Sebahagian masyarakat memang mengenal benteng tujuh lapis dengan sebutan benteng aur berduri, ini di karenakan disekeliling benteng tujuh lapis ditanami bambu berduri untuk memperkokoh benteng, sehingga pihak musuh tidak akan berani menerobos benteng. selain pohon bambu berdurinya tertanam rapi dan Rapat disekeliling benteng, beberapa pos rahasia penembak jitu (Pada waktu itu masih menggunakan panah), juga di bangun untuk menambah kokohnya benteng yang terdiri dari tujuh bagian ini.

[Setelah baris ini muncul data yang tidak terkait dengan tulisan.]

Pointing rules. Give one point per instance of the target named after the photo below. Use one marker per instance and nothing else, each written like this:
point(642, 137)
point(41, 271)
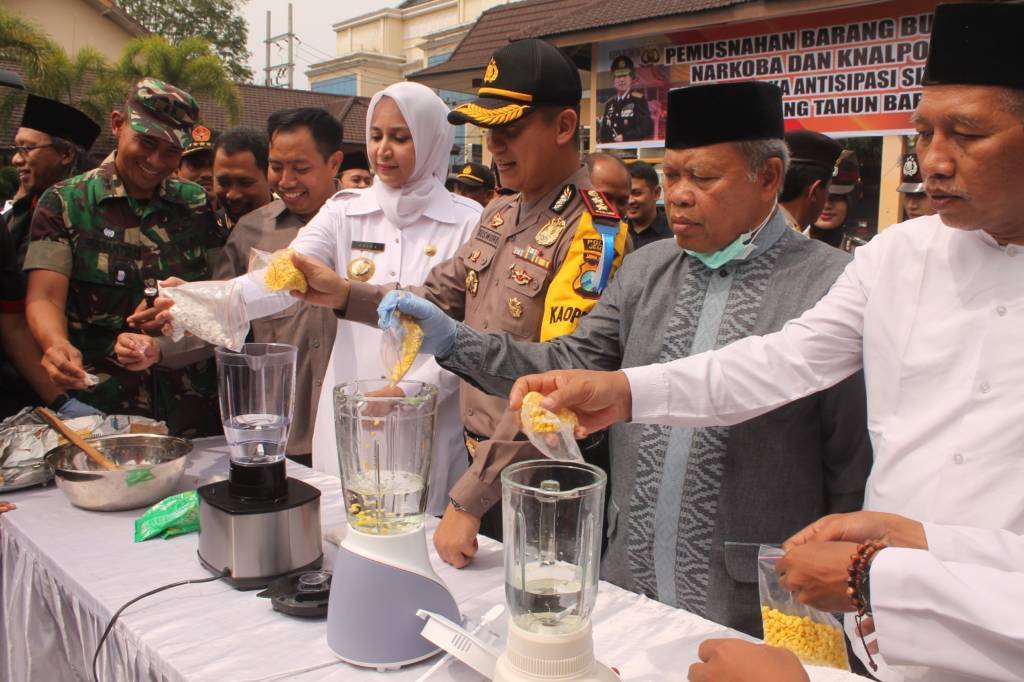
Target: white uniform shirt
point(353, 215)
point(955, 608)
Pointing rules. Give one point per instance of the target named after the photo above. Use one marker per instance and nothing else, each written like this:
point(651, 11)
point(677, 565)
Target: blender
point(258, 524)
point(551, 513)
point(383, 573)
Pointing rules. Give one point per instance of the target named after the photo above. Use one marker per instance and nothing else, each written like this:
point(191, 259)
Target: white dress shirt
point(954, 608)
point(409, 254)
point(935, 315)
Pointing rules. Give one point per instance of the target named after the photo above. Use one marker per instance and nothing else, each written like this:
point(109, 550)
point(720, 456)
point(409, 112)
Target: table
point(66, 571)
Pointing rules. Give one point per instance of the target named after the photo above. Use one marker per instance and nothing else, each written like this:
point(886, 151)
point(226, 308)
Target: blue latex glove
point(75, 408)
point(438, 329)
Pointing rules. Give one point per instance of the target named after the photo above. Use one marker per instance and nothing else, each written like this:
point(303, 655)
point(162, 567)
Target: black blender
point(259, 523)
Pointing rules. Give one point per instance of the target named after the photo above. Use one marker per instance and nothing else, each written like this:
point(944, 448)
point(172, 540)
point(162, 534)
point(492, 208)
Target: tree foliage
point(83, 80)
point(87, 81)
point(218, 22)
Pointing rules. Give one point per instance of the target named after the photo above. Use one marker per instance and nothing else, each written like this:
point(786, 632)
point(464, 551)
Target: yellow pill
point(283, 275)
point(411, 342)
point(542, 420)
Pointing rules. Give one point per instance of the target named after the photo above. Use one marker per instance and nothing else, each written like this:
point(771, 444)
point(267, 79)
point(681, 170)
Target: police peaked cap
point(702, 115)
point(976, 44)
point(59, 120)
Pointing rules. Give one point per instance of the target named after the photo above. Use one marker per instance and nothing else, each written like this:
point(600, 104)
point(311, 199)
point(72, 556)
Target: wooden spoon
point(76, 439)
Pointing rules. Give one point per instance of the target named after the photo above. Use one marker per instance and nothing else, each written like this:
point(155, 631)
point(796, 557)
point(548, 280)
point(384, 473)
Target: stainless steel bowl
point(151, 469)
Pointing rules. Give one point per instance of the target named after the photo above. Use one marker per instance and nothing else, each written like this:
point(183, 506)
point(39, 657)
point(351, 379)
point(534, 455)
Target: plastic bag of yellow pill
point(552, 433)
point(399, 346)
point(816, 637)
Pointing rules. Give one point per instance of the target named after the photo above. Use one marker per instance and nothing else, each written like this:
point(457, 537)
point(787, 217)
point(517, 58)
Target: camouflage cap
point(162, 111)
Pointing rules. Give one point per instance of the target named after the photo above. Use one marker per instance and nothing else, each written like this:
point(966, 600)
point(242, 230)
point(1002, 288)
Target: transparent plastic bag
point(816, 637)
point(214, 311)
point(552, 433)
point(275, 270)
point(399, 346)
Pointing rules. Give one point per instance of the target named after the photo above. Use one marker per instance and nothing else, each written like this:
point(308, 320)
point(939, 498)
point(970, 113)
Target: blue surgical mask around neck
point(740, 249)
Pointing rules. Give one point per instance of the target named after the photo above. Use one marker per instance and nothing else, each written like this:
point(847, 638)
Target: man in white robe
point(931, 309)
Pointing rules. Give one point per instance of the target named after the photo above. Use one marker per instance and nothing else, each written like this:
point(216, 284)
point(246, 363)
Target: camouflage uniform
point(109, 244)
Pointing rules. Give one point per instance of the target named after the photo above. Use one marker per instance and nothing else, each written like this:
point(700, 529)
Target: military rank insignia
point(598, 205)
point(515, 307)
point(551, 231)
point(563, 199)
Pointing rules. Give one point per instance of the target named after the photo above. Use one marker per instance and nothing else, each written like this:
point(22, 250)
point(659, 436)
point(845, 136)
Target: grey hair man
point(689, 507)
point(50, 144)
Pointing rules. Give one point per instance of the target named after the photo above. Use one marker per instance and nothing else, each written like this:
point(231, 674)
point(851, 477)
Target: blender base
point(535, 657)
point(380, 583)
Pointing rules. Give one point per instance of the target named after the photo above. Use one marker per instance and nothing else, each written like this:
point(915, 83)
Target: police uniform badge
point(519, 274)
point(910, 167)
point(515, 307)
point(491, 73)
point(551, 231)
point(360, 268)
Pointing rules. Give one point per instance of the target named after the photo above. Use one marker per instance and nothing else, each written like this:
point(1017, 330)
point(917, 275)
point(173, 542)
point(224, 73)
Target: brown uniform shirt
point(310, 328)
point(501, 281)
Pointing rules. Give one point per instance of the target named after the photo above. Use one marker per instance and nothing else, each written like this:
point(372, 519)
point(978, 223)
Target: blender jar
point(552, 512)
point(257, 396)
point(385, 438)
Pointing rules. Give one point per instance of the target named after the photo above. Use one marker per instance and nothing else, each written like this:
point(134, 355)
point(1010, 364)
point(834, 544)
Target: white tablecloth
point(66, 570)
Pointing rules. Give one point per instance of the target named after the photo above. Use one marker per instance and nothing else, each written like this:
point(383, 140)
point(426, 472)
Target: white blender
point(551, 513)
point(382, 572)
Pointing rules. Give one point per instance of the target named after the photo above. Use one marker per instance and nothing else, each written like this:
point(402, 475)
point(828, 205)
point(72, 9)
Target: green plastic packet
point(171, 516)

Benteng tujuh lapis adalah benteng yang terdiri dari tujuh lapisan bagian benteng, didirikan di pinggiran batang sosah. Benteng ini merupakan benteng yang kokoh dan menjadi pertahanan tangguh bagi pasukan Tuanku Tambusai dalam menghadapi belanda. Akan tetapi melihat keadaan benteng tujuh lapis saat ini, membuat ketangguhannya dahulu seolah tenggelam oleh deretan batang sawit warga. Semak-semak ilalang, di tebangnya pohon bambu berduri yang menjadi cirikhas benteng tujuh lapis, serta beberapa mariam yang menjadi bukti ketangguhan benteng terletak terbengkalai begitu saja, bahkan beberapa mariampun telah hilang dicuri oleh pihak pihak yang tidak bertanggung jawab. Hal ini tentunya sangat kita sayangkan mengingat benteng tujuh lapis merupakan peninggalan penting sebagai bukti sejarah perjuangan Tuanku Tambusai. Pepatah tua mengatakan ‘’Bangsa besar adalah bangsa yang mempunyai sejarah, dan orang besar adalah orang yang menghargai sejarah’’, oleh sebab itu bagaimana bisa kita akan di akui sebagai bangsa yang besar sedangkan kita tidak pernah menghargai peninggalan sejarah para-pejuang kita. Pemerintah seharusnya lebih berperan aktif dalam memperbaiki dan menjaga situs situs benteng tujuh lapis. Dimulai dari merenofasi stutruktur benteng yang sulit dikenali sampai membangun fasilitas mendukung sebagai tujuan wisata pengenalan sejarah. Selain itu peran kepedulian masyarakat adalah bagian yang tak terpisahkan dalam menjaga keutuhan benteng tujuh lapis. Sehingga benteng tujuh lapis bisa dijadikan sebagai tujuan masyarakat dalam mengenal para pejuang terdahulu khususnya Tuanku Tambusai dan menjadikannya sebagai sosok contoh dalam perjuangan kita saat ini
Jejak Tuanku Tambusai ditemukan di sungai Rokan. Di sungai tersebut ditemukan sampan kecil milik Tuanku Tambusai bersamaan dengan barang-barang miliknya seperti cincin stempel, Al-Quran, serta beberapa buah buku yang dibawanya dari Mekkah. Di usianya yang telah cukup renta, 98 tahun, ia kemudian mengungsi ke Seremban, Malaysia. Tuanku Tambusai meninggal dunia pada 12 November 1882 di Negeri Sembilan, Malaysia. Atas jasa-jasanya pada negara, Tuanku Tambusai Memimpin paderi, 1832 Tuanku Tambusai dianugerahi gelar Pahlawan Nasional berdasarkan SK Presiden Republik Indonesia No. 071/TK/Tahun 1995, tanggal 7 Agustus 1995.